Jennifer Coffee had lost all resemblance now to the living vibrant woman she had been just a short few hours before; it was as if that woman had been spirited away to be replaced by a perfect replica of that person but one of alabaster. She had become a horrifyingly magnificent work of art, the masterpiece of a magician of the macabre. Her hair spread by the flowing water had taken on a crimson hue that matched the gaping wound on her throat, the man who had yielded the blade felt somewhat comforted by this line of thinking. He reconciled his actions by the fact that he had taken an imperfect human and created a perfect work of art, and it had all been done for a greater cause. Soon their work would be completed and the world would be returned to its original form, a reset to a time before mankind became enveloped in sin and corrupted god’s greatest creation. The big man bent over and cleaned the blade of the knife on the earth by the opening, he nodded and the body was removed, by morning there would be no sign of what had taken place here.

The leaden skies outside the cottage complemented Joe’s mood, he had awoken to a disturbing feeling of foreboding that he could not shake. Sitting at the kitchen table he stared at the breakfast that had grown cold on the plate, Rusty laid on the floor her head resting on her two front paws as she watched him. Sometimes he wondered what it would be like to be a dog, to invest all of your trust in a master that looked after your every need. The radio played softly in the background, the man reading the morning news sounded suitable somber in his tone. But no one could help but be somber in his position; the news rarely gave a person any cause to be anything other than somber. He stirred on his chair and the dog lifted her head with a hopeful expression, she cared nothing for depressing news stories of abducted women or wars for profit. Perhaps it would not be all bad, to be a dog that knew nothing of man’s inhumanity to his fellow man. Joe left the plate with the untouched breakfast on the floor. “Go on girl, eat up and don’t let the food go to waste”. Rusty duly obliged and the food disappeared from the plate as if by magic.

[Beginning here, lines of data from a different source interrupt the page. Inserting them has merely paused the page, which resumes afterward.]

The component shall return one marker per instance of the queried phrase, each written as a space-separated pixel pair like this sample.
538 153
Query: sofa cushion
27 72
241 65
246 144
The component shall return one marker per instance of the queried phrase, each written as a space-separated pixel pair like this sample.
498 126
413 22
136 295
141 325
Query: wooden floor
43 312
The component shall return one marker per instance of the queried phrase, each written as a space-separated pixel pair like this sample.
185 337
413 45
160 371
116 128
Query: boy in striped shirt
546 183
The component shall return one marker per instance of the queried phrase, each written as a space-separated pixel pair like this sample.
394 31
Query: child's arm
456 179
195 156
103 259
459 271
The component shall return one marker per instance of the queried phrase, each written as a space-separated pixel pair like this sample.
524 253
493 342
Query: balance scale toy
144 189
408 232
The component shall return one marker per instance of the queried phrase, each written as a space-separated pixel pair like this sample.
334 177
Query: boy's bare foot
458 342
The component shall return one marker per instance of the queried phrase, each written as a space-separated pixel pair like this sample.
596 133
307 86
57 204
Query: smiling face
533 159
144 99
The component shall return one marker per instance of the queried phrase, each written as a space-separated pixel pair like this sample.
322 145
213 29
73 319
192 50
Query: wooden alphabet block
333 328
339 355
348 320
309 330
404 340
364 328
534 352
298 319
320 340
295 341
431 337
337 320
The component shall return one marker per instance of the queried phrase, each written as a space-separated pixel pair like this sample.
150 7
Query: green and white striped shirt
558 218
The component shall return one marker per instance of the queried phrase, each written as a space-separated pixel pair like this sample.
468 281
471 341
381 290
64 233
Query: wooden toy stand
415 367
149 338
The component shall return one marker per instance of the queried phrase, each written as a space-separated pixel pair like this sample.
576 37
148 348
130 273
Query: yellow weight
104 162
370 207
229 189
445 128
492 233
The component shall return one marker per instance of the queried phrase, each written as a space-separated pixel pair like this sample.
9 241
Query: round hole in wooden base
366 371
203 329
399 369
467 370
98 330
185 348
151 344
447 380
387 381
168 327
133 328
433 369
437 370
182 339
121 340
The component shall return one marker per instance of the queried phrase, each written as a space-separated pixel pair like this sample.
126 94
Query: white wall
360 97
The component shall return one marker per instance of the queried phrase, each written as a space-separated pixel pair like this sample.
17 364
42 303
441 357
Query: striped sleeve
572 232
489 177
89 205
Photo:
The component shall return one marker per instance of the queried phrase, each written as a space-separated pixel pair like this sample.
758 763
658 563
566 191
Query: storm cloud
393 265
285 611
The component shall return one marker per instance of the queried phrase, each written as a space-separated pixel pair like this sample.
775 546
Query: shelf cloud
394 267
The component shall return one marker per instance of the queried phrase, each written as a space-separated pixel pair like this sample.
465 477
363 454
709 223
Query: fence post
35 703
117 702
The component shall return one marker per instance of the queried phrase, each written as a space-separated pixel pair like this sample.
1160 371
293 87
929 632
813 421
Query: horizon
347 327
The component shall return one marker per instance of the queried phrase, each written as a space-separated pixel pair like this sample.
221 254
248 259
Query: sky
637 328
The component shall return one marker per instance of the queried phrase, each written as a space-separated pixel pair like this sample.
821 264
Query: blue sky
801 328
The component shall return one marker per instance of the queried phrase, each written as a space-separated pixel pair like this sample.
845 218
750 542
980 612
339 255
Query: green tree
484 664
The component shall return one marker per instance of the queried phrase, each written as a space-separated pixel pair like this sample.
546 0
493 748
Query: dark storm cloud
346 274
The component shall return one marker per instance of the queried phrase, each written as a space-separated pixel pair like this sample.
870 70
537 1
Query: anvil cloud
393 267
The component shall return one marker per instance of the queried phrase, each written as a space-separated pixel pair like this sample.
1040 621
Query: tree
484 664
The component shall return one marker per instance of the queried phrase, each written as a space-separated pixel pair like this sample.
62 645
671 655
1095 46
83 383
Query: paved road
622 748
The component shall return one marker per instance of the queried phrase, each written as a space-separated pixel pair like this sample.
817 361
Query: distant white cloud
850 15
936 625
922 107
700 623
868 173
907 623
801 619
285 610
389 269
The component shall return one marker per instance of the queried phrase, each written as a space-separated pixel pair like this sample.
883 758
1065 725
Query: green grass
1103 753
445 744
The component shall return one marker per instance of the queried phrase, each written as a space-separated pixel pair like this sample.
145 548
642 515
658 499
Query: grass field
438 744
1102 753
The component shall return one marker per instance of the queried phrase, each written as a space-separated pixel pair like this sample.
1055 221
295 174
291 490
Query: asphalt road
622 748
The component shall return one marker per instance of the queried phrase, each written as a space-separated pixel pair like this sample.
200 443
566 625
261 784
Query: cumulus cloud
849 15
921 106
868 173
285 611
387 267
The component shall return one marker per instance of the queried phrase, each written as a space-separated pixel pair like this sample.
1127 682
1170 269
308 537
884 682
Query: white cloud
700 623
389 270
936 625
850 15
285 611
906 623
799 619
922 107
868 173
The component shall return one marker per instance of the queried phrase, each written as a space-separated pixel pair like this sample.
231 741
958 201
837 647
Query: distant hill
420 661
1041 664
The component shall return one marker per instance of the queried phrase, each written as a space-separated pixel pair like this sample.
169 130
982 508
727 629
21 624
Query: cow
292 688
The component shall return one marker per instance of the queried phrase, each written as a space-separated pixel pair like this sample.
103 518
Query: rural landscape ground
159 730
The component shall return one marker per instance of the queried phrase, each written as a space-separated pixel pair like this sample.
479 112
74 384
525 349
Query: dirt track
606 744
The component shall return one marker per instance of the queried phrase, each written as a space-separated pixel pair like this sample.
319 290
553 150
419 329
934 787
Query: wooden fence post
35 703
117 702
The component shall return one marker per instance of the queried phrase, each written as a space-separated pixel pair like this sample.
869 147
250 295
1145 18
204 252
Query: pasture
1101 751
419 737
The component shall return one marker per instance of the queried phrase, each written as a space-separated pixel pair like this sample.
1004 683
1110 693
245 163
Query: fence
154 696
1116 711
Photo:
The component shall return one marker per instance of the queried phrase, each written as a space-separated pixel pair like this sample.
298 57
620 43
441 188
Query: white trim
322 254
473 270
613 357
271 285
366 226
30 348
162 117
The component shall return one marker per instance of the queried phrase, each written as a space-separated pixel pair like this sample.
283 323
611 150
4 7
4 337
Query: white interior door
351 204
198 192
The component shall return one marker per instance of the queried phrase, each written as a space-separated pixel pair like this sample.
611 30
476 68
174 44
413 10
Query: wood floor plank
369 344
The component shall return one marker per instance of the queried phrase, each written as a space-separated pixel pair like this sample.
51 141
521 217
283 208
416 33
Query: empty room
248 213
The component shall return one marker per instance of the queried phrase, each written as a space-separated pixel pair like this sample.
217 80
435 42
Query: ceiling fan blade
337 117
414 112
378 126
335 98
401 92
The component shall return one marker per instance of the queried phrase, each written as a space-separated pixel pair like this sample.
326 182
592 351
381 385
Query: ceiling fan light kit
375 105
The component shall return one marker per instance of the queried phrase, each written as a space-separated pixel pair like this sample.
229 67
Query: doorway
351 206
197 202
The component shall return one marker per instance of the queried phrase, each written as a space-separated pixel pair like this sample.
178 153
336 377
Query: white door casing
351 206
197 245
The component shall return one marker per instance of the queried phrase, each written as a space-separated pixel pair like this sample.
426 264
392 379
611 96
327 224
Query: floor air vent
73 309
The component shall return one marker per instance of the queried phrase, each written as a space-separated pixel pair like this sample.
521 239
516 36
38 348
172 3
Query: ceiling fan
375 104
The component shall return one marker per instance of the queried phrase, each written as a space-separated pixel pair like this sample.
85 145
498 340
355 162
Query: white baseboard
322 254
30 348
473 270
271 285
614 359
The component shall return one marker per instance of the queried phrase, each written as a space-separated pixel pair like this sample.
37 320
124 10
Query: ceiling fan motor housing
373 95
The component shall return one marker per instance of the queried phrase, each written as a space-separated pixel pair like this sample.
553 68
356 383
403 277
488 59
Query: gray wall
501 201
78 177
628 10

Joe left the house and locked Rusty inside; she was standing on her hind paws now staring through the window with a look of melancholy on her face. He turned away from her as a pang of guilty came over him, how could he explain to an animal that went everywhere with him that today was different. He could hardly rationalize his actions to himself, other than the fact that he thought that keeping her inside was the safest option.  Perhaps the isolation was getting to him, hill farming was a solitary existence and he would often go days on end without any human contact. Maybe that was the reason for his low spirits, after all, he would not be the first or last of his kind to be enveloped by depression. It was an insidious thing that crept up on you before you even realized it was coming; folks in these parts never mentioned the word depression, preferring to refer to it as “The Black dog”. It was as good as any way to describe it because it was like a black dog that followed you everywhere. Forcing himself from his reverie Joe loaded the back of the old jeep with bales of hay; he wanted to get the sheep foddered before the weather turned nasty.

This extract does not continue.